En 2008, la constitución de la empresa social en una entidad rural permitió a los campesinos y la gente de la comunidad que ya trabajaban para el Proyecto Lavanda, organizarse formalmente bajo el paraguas de una cooperativa rural, con la dirección de su concejo administrativo. Los socios de la cooperativa y los miembros de la comunidad que ya se encontraban participando en esta sociedad rural se ubican en tres unidades operativas interconectadas:

Las actividades de esta unidad, llevadas a cabo por siete campesinos que son a su vez socios en la cooperativa, involucran la siembra, cosecha, destilación y secado de la lavanda. Trabajan en la tierra y también en las zonas de destilación y secado, anexas a los campos de lavanda, allí preparan el suministro de aceite de lavanda u hojas frescas para la producción de jabones y preparación de ramas a cargo de otras unidades. Los campesinos de este grupo son también responsables del cuidado de las plantas de semillero, de replantar y asegurarse de que el suministro de ramas y flores de lavanda estén listos cuando las demás unidades lo necesiten.

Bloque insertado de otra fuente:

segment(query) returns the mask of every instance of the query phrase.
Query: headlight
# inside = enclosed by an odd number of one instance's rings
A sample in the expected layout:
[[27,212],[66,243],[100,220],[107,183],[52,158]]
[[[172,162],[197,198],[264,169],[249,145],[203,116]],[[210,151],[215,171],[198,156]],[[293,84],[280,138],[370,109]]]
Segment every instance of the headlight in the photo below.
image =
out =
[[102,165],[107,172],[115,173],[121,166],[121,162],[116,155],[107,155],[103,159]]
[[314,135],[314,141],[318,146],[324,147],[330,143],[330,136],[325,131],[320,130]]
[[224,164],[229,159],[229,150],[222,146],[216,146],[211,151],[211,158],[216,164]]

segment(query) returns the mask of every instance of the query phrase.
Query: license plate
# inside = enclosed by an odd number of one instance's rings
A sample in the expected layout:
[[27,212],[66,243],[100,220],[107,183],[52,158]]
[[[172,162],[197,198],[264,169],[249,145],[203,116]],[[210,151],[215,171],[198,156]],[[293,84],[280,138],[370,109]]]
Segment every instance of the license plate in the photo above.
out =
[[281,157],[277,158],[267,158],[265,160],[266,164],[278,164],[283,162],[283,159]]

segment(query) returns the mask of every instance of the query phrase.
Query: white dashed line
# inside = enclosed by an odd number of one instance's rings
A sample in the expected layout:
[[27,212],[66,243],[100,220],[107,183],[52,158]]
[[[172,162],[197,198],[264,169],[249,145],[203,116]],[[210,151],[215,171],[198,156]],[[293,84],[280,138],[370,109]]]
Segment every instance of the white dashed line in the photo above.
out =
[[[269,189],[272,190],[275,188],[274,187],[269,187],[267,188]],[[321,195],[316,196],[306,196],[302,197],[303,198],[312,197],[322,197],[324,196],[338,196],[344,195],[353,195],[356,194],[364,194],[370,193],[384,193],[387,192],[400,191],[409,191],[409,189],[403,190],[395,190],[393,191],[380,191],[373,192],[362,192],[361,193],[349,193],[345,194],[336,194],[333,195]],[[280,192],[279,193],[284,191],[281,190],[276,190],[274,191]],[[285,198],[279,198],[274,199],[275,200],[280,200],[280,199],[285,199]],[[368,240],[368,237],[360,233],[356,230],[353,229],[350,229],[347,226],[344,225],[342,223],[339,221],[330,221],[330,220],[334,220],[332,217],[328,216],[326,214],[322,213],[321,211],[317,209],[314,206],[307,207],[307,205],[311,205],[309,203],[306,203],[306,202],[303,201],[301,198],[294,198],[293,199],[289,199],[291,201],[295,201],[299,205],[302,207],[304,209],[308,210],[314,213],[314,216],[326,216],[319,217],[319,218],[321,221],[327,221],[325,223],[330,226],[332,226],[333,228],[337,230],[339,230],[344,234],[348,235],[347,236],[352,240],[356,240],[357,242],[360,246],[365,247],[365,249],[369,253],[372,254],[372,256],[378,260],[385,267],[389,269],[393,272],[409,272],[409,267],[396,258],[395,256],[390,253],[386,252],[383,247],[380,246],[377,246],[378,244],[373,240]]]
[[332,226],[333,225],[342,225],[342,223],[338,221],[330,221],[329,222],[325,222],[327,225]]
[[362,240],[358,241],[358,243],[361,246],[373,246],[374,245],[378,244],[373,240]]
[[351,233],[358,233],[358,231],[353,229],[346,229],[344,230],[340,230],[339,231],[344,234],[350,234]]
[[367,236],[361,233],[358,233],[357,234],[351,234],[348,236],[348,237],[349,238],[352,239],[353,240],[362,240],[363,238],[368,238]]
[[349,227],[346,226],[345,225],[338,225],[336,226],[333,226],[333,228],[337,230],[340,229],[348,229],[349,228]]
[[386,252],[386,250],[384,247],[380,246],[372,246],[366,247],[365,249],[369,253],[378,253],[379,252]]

Manufactura de jabones. Este segmento representa el  corazón del negocio y es el más cercano al mercado y los consumidores. Siete mujeres de la comunidad, una de las cuales ejerce la función de supervisora, constituye esta unidad. Fabrican jabones de lavanda y productos relacionados.

Unidad de costura. Un grupo de siete mujeres, una de ellas supervisora, están encargadas de cortar, ensamblar y coser el material textil para la producción de cojines, bolsitas, mandiles y bolsas. Algunos de estos productos están bordados con flores púrpuras y tallos verdes. Varios de los productos cosidos en esta unidad, como las bolsitas, cojines y cojines para el cuello, están rellenos de trozos de flores de lavanda seca y se comercializan en hoteles de lujo o boutiques especializadas.

El Proyecto Lavanda: Un modelo de empresa social

El caso de la cooperativa del Proyecto Lavanda presenta un modelo de negocios típico de una empresa social. Sus múltiples objetivos persiguen el beneficio económico para sus socios comerciales, y el beneficio social para los miembros de la cooperativa, los empleados y toda la comunidad donde la cooperativa se encuentra.

Esta cooperativa rural procesa productos agrícolas y los convierte en bienes de valor agregado para generar mayores ingresos para los campesinos participantes, mejorar el capital humano, satisfacer las necesidades de mercado de sus compradores, generar nuevos empleos a través de la ampliación de actividades y, en general, beneficiar a la comunidad a través del efecto derrame creado por la nueva empresa.

Si bien la meta económica que persigue la cooperativa a través de sus manufacturas y servicios es necesaria y justificable por su propia existencia, coexiste con otros objetivos más altruistas y de índole social: crear oportunidades laborales para los miembros de la comunidad que tendrían menos alternativas laborales (o ninguna) en las condiciones y circunstancias en que se encuentran. El crear nuevas oportunidades para la gente que vive en comunidades rurales empobrecidas y aisladas, implica aprender un nuevo oficio, realizar un producto novedoso, vender este producto en los mercados y relacionarse con consumidores de esos productos en ciudades y pueblos alejados de sus propias comunidades.

Algunos ejemplos de servicios sociales para la comunidad que provee el Proyecto Lavanda incluyen el financiamiento del transporte de enfermos de la comunidad a los hospitales o clínicas de la ciudad, cobertura parcial o total de medicamentos recetados que no cubre el seguro de salud gubernamental. Comidas gratis (si fueran necesarias o requeridas) para los vecinos con menos recursos de la comunidad.